The MCOCA court has ordered a special police team under assistant commissioner of police Shankar Kamble to probe Nayak after Ketan Tirodkar, a former crime reporter and self-confessed Dawood Ibrahim mole, accused the policeman of working at the behest of Dubai-based dons.
Nayak’s house was raided a few days ago, but Kamble said nothing incriminating had been found.
Nayak today challenged the jurisdiction of the MCOCA court and its powers to initiate a police probe against him in Bombay High Court. In a petition, which will come up for hearing before Justices S.S. Parkar and Hemant Gokhale on December 1, he appealed that the probe order of designated judge A.P. Bhangale be invalidated.
In his complaint to the court, Tirodkar had said both he and Nayak worked for Chhota Shakeel and that, among other things, the policeman had recently taken Rs 5 crore from the don to get a few “difficult” police officers transferred.
The money, Tirodkar in his statement before the court alleged, had found its way to the pockets of some of his seniors in the police department.

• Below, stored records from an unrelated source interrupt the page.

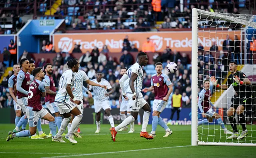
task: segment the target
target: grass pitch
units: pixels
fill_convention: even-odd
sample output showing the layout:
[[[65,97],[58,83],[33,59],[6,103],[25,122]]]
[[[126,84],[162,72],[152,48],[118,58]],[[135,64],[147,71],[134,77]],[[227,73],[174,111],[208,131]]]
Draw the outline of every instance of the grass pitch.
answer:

Nayak has long been Mumbai’s police’s poster boy, inspiring a slew of Hindi and Kannada films, including the recently released Kagaar and the in-the-making Ab Tak Chappan.
Tirodkar has said Kagaar was financed by the underworld and made at Shakeel’s behest. The police have raided the house of Kagaar producer Mrinalini Patil.
Forced to take the legal route, Nayak, who had been pooh-poohing Tirodkar’s complaint, told the high court that a similar police inquiry ordered by it was still on.
The earlier probe instituted by the high court had reached a dead end. Kamble was later to tell the MCOCA court that the probe had been scuttled at the direction of some of his seniors. The “seniors” are yet to be named.
Nayak also pleaded that he had not committed any offence under the stringent MCOCA, an act that deals with organised crime.
The policeman says it is Tirodkar who is working for Shakeel and, on the directions of the don, is bent on filing cases against cops and tying them up in tedious litigation.
On his part, Tirodkar has appealed before the special court that the police are again not probing the Nayak case properly and that the probe should not be handed by Kamble and his team from the Mumbai Crime Branch, the same wing in which Nayak works.
He has called the raids on the houses of Nayak and Patil a “farce”.
The court has asked the police to file a reply by March 28.